Prince Albert Transit
- Parent: PA Dept. of Public Works
- Headquarters: 1084 Central Avenue
- Locale: Prince Albert, SK
- Service type: bus service
- Routes: 7
- Stops: 187
- Hubs: Central Avenue & 14th Street Transfer Station
- Fleet: 10 buses
- Fuel type: Diesel
- Operator: FirstBus Canada - (2004 - present) Previously operated under Prince Albert Northern Bus Lines - (1946-2004)
- Website: Transit Service

= Prince Albert Transit =

Municipal bus service in Saskatchewan, Canada

Prince Albert Transit provides local city bus service in the City of Prince Albert, Saskatchewan, Canada.

==Services==
There are seven scheduled bus routes with the downtown transfer point located at Central Avenue and 14th Street. Like many small transit systems all the routes run on one-way loops, to give better coverage of the city with a limited number of vehicles.

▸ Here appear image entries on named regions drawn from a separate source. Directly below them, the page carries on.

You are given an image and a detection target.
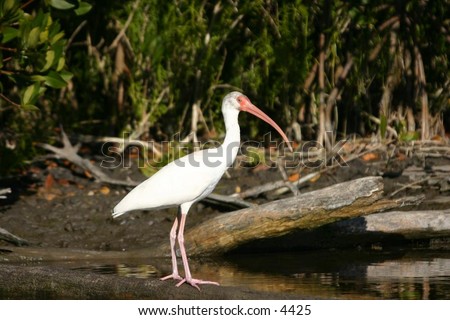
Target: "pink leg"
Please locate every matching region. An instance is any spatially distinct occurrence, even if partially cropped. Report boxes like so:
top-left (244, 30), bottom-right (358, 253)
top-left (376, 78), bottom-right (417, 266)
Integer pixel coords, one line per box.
top-left (161, 215), bottom-right (182, 281)
top-left (177, 213), bottom-right (219, 290)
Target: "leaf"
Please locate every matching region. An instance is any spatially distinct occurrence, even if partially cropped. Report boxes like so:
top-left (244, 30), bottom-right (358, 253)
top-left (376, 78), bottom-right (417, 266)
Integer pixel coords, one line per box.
top-left (380, 114), bottom-right (387, 139)
top-left (49, 0), bottom-right (75, 10)
top-left (59, 70), bottom-right (73, 82)
top-left (56, 57), bottom-right (65, 71)
top-left (22, 82), bottom-right (41, 105)
top-left (2, 27), bottom-right (19, 43)
top-left (3, 0), bottom-right (16, 12)
top-left (27, 27), bottom-right (41, 48)
top-left (41, 50), bottom-right (55, 72)
top-left (75, 1), bottom-right (92, 16)
top-left (44, 71), bottom-right (67, 89)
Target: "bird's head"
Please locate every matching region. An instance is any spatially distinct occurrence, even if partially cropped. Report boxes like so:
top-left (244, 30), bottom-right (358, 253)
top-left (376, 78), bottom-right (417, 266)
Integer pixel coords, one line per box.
top-left (222, 91), bottom-right (292, 151)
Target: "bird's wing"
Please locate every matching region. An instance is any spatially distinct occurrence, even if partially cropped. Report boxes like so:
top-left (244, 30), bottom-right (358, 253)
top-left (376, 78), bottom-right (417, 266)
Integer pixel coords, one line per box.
top-left (113, 149), bottom-right (226, 216)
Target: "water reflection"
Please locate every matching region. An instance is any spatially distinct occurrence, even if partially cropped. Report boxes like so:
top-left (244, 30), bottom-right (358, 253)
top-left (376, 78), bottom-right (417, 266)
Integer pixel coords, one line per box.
top-left (81, 251), bottom-right (450, 299)
top-left (2, 250), bottom-right (450, 299)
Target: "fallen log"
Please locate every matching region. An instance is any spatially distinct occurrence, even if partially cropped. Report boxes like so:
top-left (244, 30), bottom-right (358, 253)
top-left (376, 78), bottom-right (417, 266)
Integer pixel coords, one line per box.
top-left (331, 209), bottom-right (450, 239)
top-left (154, 177), bottom-right (422, 255)
top-left (0, 228), bottom-right (29, 246)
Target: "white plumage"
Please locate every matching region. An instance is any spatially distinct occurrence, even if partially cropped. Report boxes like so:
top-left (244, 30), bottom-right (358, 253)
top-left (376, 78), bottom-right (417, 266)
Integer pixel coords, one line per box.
top-left (112, 91), bottom-right (292, 289)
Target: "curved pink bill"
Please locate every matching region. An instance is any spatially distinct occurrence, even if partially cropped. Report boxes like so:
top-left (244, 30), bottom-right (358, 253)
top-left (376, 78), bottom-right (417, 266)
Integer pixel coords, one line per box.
top-left (240, 96), bottom-right (293, 152)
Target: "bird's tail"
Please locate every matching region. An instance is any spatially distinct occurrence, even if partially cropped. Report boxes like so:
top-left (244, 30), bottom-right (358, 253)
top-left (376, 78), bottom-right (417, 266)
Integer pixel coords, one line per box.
top-left (111, 208), bottom-right (126, 219)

There is no transit service to the communities, industrial areas and airport on the north side of the North Saskatchewan River.

===Scheduled routes===
Prince Albert Transit operates a total of 7 routes, which are all one-way loops leaving from the central "Transfer Station". On weekdays, all routes operate with 30 minutes frequencies between 6:45am and 6:15pm then with 60-minute frequencies from 6:15 PM to 10:15 PM. On Saturdays, routes 2-6 operate on 30-minute frequencies from 9:45am to 5:15pm. No Sunday or holiday service is provided. As of 21 October 2023, 5 East Flat now operates with a 15-minute frequency from 6:45 AM - 10:15 AM and from 2:15 PM - 5:45 PM on weekdays.

- 1 – Rush Hour Service
- 2 – All Day Express
- 3 – West Hill
- 4 – East Hill
- 5 – East Flat
- 6 – West Flat
- 7 – Core Express

==Bus fleet==
Prince Albert Transit operates a fleet of 10 buses, consisting of Freightliner M2 Champion Defender. 11, 2027 ARBOC Equess 35’ are in order and are probably arriving on August 1st or sometime later in the year.